In most countries, the first point of contact for OSA assessment can be through a health provider such as the GP, dentist, or pharmacist or by self-assessment. Based on the DCE results, the OSA-diagnosed group favoured having their initial assessment conducted by a GP in a primary care setting. Similarly, the GP was also the highest ranked option for the high-risk OSA group, followed by ‘no-one’. Public awareness of OSA is believed to have gradually improved over the last few decades [47]. However, the fact that the high-risk groups chose ‘no-one’ as their second-best alternative to investigate their OSA rather than health professionals or self-assessment presumably reflects the lack of awareness related to negative outcomes from untreated OSA. Further evidence of the distinct preferences of people with diagnosed vs undiagnosed OSA is observed through their choices in waiting times. People diagnosed with OSA had a relatively higher tolerance than the high-risk sample who preferred the shortest waiting time. Again, this may reflect a prior experience that people in the diagnosed group have had in the delivery of sleep services and that they are conscious there is typically a long waiting period before a sleep study, to obtain results and commence therapy. The DCE finding is aligned with a recent study that found the current state of awareness and knowledge of OSA among the general community is low [48].
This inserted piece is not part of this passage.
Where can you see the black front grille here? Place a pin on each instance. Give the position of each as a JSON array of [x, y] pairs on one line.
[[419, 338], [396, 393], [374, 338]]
Second to the GP, pharmacists and CPAP shop representatives were also positively preferred by both groups as the initial assessment provider. A study in the USA showed that pharmacists often use screening processes to identify patients at high risk of OSA and provide advice to those requiring further investigation [49]. Despite the possibility of better access to sleep study testing through a pharmacy or CPAP retailer, preliminary assessment at these locations often bypasses medical professional involvement and patients may be left with minimal advice and commitment beyond diagnosis and CPAP purchase [14]. However, dentists were the least preferred, particularly for those with undiagnosed high-risk OSA. A recent literature review regarding the role of dentists in the care of patients with OSA revealed that dentists can manage OSA to a certain degree, yet they lack clinical experience and rarely referred patients to sleep physicians for further treatment [50, 51].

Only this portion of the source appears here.